Both company heads agree that there is a need to educate customers and relevant players about how eScooters fit in the transport ecosystem as they were never considered seriously before.
They also recommend riders to wear helmets, even if regulation does not make it mandatory in some countries.
According to Consumer Reports, a common complaint among the doctors is that in many of the accidents in the US, the riders were not wearing helmets.
Hilton noted that it was a challenge to get riders to use a helmet as shared eScooters were often used on the spur of the moment so customers are unlikely to be carrying one.

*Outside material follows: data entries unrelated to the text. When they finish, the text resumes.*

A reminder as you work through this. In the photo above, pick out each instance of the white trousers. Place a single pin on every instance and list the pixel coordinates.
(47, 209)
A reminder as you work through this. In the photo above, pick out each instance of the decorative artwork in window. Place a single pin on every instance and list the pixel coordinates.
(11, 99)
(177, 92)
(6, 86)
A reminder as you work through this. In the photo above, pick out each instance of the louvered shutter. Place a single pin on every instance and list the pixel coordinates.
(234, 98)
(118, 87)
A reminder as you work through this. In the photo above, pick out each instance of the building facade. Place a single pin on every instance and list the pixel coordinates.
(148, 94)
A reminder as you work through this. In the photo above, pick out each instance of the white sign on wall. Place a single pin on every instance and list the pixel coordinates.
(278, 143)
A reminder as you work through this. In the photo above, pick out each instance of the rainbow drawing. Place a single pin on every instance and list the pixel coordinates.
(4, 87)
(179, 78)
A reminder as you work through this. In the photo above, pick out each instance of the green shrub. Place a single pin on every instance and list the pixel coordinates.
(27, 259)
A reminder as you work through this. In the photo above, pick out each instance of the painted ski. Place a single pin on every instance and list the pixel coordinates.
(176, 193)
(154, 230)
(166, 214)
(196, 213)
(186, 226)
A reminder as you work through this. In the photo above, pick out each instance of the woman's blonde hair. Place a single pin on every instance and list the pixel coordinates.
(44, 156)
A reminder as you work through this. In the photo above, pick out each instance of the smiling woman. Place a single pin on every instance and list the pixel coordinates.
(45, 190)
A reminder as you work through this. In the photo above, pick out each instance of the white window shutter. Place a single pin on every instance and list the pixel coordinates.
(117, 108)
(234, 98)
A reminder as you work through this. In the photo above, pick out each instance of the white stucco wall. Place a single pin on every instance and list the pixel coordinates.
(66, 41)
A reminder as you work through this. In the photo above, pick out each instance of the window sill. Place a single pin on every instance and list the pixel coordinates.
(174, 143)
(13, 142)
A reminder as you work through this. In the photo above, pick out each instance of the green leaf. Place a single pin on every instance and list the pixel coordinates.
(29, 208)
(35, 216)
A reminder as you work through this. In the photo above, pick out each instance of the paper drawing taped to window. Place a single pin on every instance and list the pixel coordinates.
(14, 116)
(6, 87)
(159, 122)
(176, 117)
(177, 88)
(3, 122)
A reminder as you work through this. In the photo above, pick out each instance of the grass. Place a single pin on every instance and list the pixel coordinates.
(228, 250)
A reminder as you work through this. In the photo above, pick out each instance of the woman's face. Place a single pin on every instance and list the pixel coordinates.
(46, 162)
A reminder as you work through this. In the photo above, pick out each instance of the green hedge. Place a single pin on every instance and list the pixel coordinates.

“We’re looking into other ways to encourage the use of helmets,” he said, adding that the company is weighing whether to incentivise users to bring their own helmets.
When accidents happen
Even when riders take proper precautions, accidents can still happen – sometimes it’s due to plain bad luck and at other times because of irresponsible drivers on the road.
To safeguard against this, Beam announced early this month that it would offer personal accident insurance for customers in Malaysia, Singapore, Australia and New Zealand, with plans to insure customers in South Korea and Taiwan in the next few months.
Malaysian customers would be covered by a group personal accident insurance policy underwritten by Chubb Insurance Malaysia Bhd.
According to Beam’s summary of benefits and claims guide for Malaysian customers, riders are covered for accidental death, disablement, and injuries like fractured bones or busted teeth.
The payout for accidental death is RM150,000 and for funeral expenses it’s RM15,000, while permanent disablement goes up to RM150,000 depending on the injury.For less severe accidents, the payout for medical expenses is up to RM6,000, up to RM3,000 for fractured bones, and RM750 per tooth lost.
In case you are mugged, Beam will also cover “loss of or damage to personal belongings due to assault” with a payout of up to RM15,000.
However, the policy does not cover riders if the mishap results from intentional self-injury, suicide, reckless misconduct or criminal act.
The coverage will also be nullified if any users take part in a riot. Hilton said riders should keep in mind that having insurance doesn’t mean they should take more risks when riding.
“I don’t like looking at insurance as a safety feature, as it doesn’t make things safer, but we do think it gives some peace of mind,” he said.
He added that while regulators do not require insurance yet, Beam believes eScooter services should offer it.
Neuron said it also provides personal accident insurance coverage, adding that, “All Neuron riders are covered under our insurance policy across all our operational cities.”
Both Beam and Neuron also have general liability coverage in the event their services are at fault for a mishap.
However, when asked what would happen if the rider is the one that caused an accident, Hilton was unable to say if the coverage would come from personal accident or general liability insurance.
He said it will be evaluated on a “case to case basis”.
“Knock on wood, so far no accidents have been reported in Malaysia. We do realise that as the number of trips increase, so will the chances of an accident,” he said.